Jobs
Site Reliability Engineer
Job description
Live previewWe are seeking a Site Reliability Engineer responsible for designing, building, running, and monitoring public cloud infrastructure to support a variety of mission critical services. This is a highly technical, hands-on role that requires expertise supporting systems at enterprise scale. You will deliver innovative solutions in Engineering, Reliability, Monitoring, Automation and orchestration.

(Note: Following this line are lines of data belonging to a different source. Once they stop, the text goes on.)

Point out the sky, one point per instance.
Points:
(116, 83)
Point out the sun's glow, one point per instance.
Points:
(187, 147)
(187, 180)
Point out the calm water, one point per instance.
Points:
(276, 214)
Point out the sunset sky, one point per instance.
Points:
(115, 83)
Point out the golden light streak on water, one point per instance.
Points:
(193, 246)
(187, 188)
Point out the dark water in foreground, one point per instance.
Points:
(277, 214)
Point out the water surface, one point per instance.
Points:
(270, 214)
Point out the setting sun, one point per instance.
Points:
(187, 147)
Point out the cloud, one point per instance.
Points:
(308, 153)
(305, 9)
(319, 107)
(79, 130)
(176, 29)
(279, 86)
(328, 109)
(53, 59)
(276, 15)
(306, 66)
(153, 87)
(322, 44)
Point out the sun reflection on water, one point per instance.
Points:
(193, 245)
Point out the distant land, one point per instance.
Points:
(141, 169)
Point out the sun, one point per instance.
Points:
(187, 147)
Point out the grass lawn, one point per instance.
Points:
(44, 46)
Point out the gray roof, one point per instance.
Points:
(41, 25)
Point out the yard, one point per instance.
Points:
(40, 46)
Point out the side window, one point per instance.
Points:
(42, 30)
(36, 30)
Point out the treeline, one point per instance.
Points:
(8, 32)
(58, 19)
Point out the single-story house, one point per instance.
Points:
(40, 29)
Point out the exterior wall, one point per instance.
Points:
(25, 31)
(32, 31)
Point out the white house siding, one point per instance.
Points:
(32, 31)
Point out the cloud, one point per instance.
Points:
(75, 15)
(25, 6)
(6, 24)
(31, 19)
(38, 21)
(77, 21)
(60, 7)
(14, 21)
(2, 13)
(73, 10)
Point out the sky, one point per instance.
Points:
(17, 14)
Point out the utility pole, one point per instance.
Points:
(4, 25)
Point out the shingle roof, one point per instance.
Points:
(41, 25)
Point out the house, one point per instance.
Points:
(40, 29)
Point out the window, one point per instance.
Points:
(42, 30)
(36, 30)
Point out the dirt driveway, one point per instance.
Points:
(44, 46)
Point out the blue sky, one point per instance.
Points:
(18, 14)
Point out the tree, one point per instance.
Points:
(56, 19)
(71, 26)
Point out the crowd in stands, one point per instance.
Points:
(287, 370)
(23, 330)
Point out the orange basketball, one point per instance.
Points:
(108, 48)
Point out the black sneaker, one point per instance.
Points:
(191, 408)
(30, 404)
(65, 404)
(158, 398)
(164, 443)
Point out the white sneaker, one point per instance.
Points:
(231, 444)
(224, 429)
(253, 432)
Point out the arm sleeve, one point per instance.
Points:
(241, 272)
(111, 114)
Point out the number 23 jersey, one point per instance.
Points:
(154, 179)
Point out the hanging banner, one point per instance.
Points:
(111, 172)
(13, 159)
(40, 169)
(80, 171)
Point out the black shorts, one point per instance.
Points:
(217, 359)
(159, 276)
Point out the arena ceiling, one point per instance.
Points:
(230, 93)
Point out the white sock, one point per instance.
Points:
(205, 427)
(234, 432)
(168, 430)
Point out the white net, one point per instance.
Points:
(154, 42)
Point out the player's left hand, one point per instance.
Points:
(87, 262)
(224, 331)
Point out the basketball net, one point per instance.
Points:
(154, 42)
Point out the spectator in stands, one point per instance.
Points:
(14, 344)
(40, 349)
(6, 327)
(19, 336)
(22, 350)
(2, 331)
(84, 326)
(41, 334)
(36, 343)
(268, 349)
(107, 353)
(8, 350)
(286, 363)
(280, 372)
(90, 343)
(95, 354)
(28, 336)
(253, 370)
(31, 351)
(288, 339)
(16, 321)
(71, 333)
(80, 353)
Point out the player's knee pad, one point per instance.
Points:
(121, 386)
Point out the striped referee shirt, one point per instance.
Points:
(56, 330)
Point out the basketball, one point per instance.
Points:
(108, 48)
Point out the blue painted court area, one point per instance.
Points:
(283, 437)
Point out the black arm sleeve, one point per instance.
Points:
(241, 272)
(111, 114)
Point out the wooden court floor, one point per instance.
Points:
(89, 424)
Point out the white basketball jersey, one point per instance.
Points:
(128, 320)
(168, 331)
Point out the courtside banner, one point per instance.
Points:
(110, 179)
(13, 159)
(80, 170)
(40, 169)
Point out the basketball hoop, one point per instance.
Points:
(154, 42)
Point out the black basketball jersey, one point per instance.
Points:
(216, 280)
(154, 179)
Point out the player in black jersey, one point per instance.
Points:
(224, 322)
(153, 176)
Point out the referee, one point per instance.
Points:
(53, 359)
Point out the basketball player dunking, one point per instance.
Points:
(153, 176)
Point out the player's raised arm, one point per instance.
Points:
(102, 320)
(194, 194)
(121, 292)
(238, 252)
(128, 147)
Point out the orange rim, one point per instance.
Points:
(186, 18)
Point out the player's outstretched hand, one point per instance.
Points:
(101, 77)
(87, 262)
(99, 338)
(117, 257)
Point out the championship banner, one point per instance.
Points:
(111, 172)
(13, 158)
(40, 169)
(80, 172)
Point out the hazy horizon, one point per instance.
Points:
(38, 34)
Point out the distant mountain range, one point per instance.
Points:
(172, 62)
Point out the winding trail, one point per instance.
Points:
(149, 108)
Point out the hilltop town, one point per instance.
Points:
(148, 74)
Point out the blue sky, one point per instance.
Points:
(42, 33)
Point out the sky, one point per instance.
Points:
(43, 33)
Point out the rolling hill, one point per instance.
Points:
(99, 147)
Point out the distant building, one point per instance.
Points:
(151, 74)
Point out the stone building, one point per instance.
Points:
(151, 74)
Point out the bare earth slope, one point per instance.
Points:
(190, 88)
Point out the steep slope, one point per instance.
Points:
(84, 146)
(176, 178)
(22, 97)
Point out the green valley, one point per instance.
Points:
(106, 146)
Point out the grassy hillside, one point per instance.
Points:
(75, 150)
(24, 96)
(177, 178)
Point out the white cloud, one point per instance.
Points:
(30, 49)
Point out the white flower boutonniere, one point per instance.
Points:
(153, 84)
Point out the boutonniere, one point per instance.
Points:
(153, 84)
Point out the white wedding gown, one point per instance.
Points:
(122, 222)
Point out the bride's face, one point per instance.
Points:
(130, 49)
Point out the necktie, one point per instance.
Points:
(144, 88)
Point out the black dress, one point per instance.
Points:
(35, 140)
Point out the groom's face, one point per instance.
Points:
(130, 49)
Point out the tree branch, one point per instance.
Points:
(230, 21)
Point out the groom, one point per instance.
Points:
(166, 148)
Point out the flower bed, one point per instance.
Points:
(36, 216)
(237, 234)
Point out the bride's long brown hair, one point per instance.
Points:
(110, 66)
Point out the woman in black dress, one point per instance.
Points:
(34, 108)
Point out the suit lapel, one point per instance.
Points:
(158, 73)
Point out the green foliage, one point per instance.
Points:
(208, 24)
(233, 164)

Experience: 2+ years with Any graduation.
Location: Onsite/Remote
Responsibilities:
- As SRE, we look forward to your contribution in engineering and supporting cloud platform IaaS and PaaS services
- Partner with application teams to provision scalable workloads reliably across distributed compute resources
- Provide engineering and operational support for distributed systems and network based information security tools, including for configuration management and provisioning
- Implement and maintain security controls
- Work closely with development teams to understand application performance and behaviour patterns to proactively monitor, tune and correct issues before they occur
- See opportunities to improve security tooling reliability, performance and security
- Develop tools and automation to eliminate manual and repetitive efforts
Skills Required:
- 2+ years of experience in Software Engineering and Systems Engineering to manage operations
- Experience supporting infrastructure and services in public and private cloud environments (Azure, AWS, GCP, OpenStack etc.)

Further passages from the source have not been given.